You are right read Joel Spolsky on why C-strings suck. There are few ways around it. The ways include either not using C strings (for example use Pascal strings and create your own library to handle them), or not use C (use say C++ which has a string class - which is slow for different reasons, but you could also write your own to handle Pascal strings more easily than in C for example)
Regarding adding a char to a C string; a C string is simply a char array with a nul terminator, so long as you preserve the terminator it is a string, there's no magic.
char* straddch( char* str, char ch )
{
char* end = &str[strlen(str)] ;
*end = ch ;
end++ ;
*end = 0 ;
return str ;
}
Just like strcat(), you have to know that the array that str is created in is long enough to accommodate the longer string, the compiler will not help you. It is both inelegant and unsafe.

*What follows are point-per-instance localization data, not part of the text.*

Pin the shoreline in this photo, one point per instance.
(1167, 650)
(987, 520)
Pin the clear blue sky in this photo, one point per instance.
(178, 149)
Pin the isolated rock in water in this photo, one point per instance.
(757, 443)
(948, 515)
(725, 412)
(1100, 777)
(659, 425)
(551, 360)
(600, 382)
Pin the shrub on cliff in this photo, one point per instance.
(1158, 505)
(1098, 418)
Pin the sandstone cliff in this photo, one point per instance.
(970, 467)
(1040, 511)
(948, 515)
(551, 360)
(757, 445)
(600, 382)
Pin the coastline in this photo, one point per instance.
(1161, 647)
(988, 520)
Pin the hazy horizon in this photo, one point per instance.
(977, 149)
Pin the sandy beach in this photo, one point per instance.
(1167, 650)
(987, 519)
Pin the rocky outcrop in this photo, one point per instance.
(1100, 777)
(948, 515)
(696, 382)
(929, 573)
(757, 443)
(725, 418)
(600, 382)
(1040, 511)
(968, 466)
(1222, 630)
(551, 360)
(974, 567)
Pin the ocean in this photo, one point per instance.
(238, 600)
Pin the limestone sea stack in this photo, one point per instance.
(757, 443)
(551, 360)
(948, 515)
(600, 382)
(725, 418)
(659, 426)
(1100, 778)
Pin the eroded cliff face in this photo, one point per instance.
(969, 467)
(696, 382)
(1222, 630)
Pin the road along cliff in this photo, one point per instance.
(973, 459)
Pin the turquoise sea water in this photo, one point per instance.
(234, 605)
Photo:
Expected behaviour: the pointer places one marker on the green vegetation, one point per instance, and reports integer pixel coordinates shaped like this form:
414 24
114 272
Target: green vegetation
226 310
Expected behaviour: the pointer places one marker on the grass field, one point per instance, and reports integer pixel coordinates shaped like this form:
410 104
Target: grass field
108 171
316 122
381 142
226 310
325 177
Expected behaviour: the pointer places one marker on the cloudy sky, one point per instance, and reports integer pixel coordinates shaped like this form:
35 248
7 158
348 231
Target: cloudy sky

If I am concatenating two null
terminated strings, will strcat append
two null terminating characters to the
resultant string?
No, just one, but what ever follows that may just happen to be nul, or whatever happened to be in memory. Consider the following equivalent:
char* my_strcat( char* s1, const char* s2 )
{
strcpy( &str[strlen(str)], s2 ) ;
}
the first character of s2 overwrites the terminator in s1.
In the above code,delimiter is a local
variable which gets destroyed after
foo returned. Is it OK to append it to
variable output?
In your example delimiter is not a string, and initialising a pointer with a char makes no sense. However if it were a string, the code would be fine, strcat() copies the data from the second string, so the lifetime of the second argument is irrelevant. Of course you could in your example use a char (not a char*) and the straddch() function suggested above.